Last week, the Argentine government blamed a hearth that has consumed greater than 7,000 acres of a national park in Patagonia on arson by an armed indigenous group often known as the Resistencia Ancestral Mapuche (RAM).

The Mapuche, an indigenous community who’ve lived for generations in a territory now belonging to Argentina and Chile, have long been at odds with governments and businesses, often over land rights, environmental concerns, and fears of forced assimilation.
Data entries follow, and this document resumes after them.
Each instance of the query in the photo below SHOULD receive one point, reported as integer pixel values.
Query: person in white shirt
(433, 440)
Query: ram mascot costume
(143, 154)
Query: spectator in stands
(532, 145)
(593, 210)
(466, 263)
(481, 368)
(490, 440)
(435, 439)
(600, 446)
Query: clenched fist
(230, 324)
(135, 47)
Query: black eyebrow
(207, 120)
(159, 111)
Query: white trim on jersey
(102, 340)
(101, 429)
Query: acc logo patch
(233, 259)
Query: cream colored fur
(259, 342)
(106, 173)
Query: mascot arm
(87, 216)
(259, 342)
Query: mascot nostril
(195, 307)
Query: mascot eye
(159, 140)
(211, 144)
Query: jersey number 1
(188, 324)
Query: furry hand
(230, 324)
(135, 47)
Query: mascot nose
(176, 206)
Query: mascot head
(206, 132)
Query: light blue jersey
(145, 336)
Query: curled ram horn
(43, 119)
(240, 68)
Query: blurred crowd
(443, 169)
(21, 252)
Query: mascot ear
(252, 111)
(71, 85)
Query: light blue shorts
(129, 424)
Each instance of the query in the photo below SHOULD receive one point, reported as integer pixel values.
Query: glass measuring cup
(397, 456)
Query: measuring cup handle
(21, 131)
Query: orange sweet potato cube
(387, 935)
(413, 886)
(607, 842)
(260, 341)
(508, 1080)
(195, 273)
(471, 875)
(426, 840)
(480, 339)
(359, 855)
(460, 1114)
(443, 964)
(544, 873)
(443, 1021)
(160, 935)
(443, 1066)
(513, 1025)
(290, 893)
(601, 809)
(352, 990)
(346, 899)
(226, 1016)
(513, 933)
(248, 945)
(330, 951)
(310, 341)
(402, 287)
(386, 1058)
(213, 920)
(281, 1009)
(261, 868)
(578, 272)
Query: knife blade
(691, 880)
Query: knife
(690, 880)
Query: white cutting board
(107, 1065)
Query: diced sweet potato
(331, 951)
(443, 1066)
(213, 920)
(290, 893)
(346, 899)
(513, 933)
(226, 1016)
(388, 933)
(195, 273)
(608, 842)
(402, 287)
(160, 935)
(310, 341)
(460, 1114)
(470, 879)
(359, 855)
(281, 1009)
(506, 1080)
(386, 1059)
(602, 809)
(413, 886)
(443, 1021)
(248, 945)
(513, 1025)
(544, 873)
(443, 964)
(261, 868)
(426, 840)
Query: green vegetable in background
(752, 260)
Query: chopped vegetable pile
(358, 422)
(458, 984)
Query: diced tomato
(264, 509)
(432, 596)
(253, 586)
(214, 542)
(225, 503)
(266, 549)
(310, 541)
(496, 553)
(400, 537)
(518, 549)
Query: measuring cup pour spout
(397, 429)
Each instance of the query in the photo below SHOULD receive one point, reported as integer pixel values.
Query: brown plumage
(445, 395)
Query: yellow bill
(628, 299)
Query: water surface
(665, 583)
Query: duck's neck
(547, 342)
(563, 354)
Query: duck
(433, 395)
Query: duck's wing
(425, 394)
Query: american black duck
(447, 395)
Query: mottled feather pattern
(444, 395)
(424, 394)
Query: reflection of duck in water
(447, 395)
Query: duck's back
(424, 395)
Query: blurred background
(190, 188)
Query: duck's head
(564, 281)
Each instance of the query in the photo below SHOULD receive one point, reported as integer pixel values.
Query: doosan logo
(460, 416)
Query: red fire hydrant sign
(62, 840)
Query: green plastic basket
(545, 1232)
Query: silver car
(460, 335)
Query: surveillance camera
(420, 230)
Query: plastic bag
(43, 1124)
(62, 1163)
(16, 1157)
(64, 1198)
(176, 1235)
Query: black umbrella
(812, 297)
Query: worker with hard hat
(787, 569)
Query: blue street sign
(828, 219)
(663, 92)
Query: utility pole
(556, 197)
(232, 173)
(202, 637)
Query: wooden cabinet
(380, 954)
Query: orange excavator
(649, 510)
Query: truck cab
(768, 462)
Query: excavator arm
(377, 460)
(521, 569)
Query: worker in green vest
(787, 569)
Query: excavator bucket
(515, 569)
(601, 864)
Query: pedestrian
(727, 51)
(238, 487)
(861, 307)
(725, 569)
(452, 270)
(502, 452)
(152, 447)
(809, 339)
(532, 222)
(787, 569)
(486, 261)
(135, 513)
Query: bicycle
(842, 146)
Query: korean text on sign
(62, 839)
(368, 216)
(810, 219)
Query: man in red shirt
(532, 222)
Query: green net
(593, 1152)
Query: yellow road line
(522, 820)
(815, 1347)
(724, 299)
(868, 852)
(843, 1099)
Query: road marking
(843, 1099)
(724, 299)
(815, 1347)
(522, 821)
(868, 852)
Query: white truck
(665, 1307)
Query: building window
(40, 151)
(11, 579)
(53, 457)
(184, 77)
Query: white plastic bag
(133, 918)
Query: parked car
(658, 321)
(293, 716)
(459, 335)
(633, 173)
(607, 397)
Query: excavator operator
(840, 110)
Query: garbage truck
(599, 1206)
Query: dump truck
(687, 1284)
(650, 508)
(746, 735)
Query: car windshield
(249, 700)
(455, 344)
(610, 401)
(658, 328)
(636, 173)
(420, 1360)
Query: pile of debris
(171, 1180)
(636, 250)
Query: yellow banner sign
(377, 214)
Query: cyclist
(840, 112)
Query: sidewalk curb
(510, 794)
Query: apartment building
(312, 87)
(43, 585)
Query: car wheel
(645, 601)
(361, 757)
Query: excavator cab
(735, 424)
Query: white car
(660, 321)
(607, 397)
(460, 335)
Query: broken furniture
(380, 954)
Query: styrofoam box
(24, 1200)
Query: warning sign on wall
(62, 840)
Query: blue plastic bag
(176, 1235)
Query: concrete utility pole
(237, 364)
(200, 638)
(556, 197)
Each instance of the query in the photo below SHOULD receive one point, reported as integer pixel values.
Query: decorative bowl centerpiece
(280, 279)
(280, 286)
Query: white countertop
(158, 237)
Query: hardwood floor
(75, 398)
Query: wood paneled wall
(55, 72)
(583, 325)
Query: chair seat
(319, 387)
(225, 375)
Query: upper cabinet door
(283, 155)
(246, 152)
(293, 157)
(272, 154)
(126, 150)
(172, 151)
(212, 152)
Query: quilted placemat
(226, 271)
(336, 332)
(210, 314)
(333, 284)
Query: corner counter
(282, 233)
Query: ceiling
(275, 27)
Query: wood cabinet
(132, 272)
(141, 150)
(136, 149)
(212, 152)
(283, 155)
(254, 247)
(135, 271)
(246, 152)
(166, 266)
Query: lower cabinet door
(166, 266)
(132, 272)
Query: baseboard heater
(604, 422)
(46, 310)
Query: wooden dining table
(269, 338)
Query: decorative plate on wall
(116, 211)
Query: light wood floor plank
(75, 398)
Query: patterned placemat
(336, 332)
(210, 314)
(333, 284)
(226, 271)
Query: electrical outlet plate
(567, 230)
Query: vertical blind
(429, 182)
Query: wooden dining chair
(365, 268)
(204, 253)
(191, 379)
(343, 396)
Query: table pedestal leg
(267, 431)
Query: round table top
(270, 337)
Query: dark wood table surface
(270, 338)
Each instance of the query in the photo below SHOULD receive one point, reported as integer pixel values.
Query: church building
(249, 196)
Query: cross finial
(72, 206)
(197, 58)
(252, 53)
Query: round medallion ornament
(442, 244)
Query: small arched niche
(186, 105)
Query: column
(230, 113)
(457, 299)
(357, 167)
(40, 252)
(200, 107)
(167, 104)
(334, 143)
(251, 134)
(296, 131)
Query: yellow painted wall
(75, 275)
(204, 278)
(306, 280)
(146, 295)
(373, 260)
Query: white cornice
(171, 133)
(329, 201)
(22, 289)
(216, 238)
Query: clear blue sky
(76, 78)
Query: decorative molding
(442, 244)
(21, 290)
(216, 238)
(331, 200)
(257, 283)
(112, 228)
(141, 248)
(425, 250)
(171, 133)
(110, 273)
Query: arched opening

Despite the presence of Mapuche Christians, for a period of years, members of groups like Weichán Auca Mapu (WAM) and Coordinadora Arauco-Malleco (CAM) targeted quite a few churches. The variety of torched congregations reached greater than 80. The government struggled to arrest and prosecute the attackers.

But after several intense years of terror, slowly the situation appears to be improving.

“We will proceed to bear witness to the gospel,” Abelino Apeleo, an Anglican bishop in Araucanía and in addition an ethnic Mapuche, said in 2017, within the thick of the situation. “We should apply the teachings of Jesus: to forgive, to have mercy, and to like our enemies. At some point they might need our help, and we shall be there for them.”

Answered prayers?

In 2016, Elías Fuentealba witnessed WAM members burn down the small Pentecostal church he pastored in Niagara, a city within the southern division of Araucanía.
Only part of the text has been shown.